Sunday, October 9, 2016

Who is my mother?

A visit with my mother and my philosophical side runs rampant with questions. Now back home, I sit here and wonder about our “self-ness.” What makes me Barbara, and would I be Barbara if all the memories that I’ve collected over my life were gone? Is there some core of Barbara that has nothing to do with what I’ve experienced, seen, done, etc.?

So who is my mother now that she’s virtually memory-less?

When I’d asked before the trip whether I was still My Mother’s Daughter, one reader, The Noodler, commented that “she will know that you are someone important to her.” And yes, she did! When I walked in the room, her face lit up. She knew my sister and I were there to see her, not someone else in the dining room. So yes, I am still my mother’s daughter, but who is my mother?

Right now, she has a lump the size of a tennis ball on her forehead and black and blue marks lining her temple, cheek, neck, and under her eyes. Our guess is that she fell in the bathroom and her head hit the support bars on the toilet. We’d need an NCIS crime scene analyst to know what happened because my mother asks, “I fell? When did I fall?” So she is in rehab before returning to the dementia wing and her room.

On prior trips, I was intent on “rescuing” Mom from rehab so she could get back to her normal life. Now I know there is no rescue. While that relieves a lot of pressure, it also leaves these philosophical questions. At one point, my sister and I wheeled her onto the patio into the warm sun.
Still like my mother: She loves warm sun. She offers money so we can buy something nice. She doesn’t like raisins. She would be upset that she hadn’t been to the hairdresser.

Not like my mother:
My mother was a voracious reader and major movie-goer. She helped found a whole film center. She wrote poetry. Now she can’t read because by the time she gets to the end of a sentence, she can’t remember the beginning. She dozes off in movies. My mother was chatty with the energy of an Energizer Bunny. Now she sits and doesn’t really engage with her company. She sits. (But this is rehab after an injury and she’s not really just a sitter in her normal life, but still…)
When I look at myself, I think my self-ness is tied up in curiosity. I have questions about everything and find just about everything worth exploring and asking about. Who would I be if I just sat?

I took one reader’s advice and had a conversation with my mother, telling her the things I’d want her to know just in case I didn’t see her again. She appreciated it, I guess. It’s hard to tell because her responses are muted.

My mother never made an ethical will or legacy letter, but she communicated her values, loves, and hopes regularly. All her life. We know what her Mom-self thought and wanted.

But this later version Mom: Is she happy? Does she think about happiness? Is just sitting like interminable waiting or is it like being peaceful? Is this what she would want for her 90s?
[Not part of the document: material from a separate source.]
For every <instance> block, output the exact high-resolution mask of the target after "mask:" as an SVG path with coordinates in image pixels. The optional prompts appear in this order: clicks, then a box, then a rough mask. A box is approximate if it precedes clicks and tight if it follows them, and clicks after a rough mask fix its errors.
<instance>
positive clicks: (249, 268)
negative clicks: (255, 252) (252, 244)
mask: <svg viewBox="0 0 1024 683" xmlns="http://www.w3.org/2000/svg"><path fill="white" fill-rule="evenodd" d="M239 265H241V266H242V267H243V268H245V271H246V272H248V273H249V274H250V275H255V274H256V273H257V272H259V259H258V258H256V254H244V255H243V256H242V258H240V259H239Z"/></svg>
I’m not sure she could answer these questions. In a quiet moment, I tried asking what she was thinking, but she looked confused and told me she wasn’t thinking at all. Should I have tried again? Should I have been more specific? But look at those happiness questions: they are insensitive if not harrowing questions. My memory-less mother is sitting in a chair and I’m going to ask her if life turned out the way she wanted?

Insensitive? Harrowing? Is that more about my fears or her happiness?


  1. You might look into some of the writings of Oliver Sacks: "Gratitude", and "The Man Who Mistook His Wife for a Hat"

  2. This is heartbreaking--even more so since I experienced the same with my dad. It's so hard to physically see the person we love and not have them react the way we're used to. It took me a long time to understand this was harder on me than it was on my dad--since he really had no clue who I was for a long time.

    I don't think I ever told you what happened. For many years my father didn't really know who I was. One particularly gut-wrenching Father's Day when I called to wish him a Happy Father's Day, he seemed to know I was his daughter (prompted I think by my mother sitting at his side) but he asked me--how college was going? I got off the phone & sobbed (in the parking lot of Barnes & Noble)

    After that when he saw me, he once thought I was my sister and thought my niece was also my sister--even though we were both standing there at the same time.

    The week he turned 80 I flew in to visit. He'd been having a bad day--but they said he was better and we could all come to see him at the home. At this point he hadn't known who I was for quite a while.

    He actually wasn't feeling all that great and my noisy family apparently got on his nerves. He started telling us to shut up or he'd hit us (something he never did when we were kids). Then he looked right at me and said "Rieva" The room instantly got silent, since we all knew he hadn't said my name or known who I was for years. And then he said, "I'm going to hit you first."

    I tried to pass it off as I was the first kid he taught to hit a baseball, but that didn't really work.

    About 10 days later as I sat in my house I started seeing shadows--inside and out. At some point I was on the phone on a business call on the couch--Skip was in the hot tub outside and started staring in the house and saying "can I help you" over and over. I kept motioning I was on the phone. When I got off the phone--he was getting out of the hot tub--I asked him who he was talking to--and he said he thought he saw a man standing in the kitchen.

    A few hours later I got the call my dad had died.

    My "spiritual" friends tell me that when he would hit me first--he meant he'd come to say goodbye before he died. I guess he did.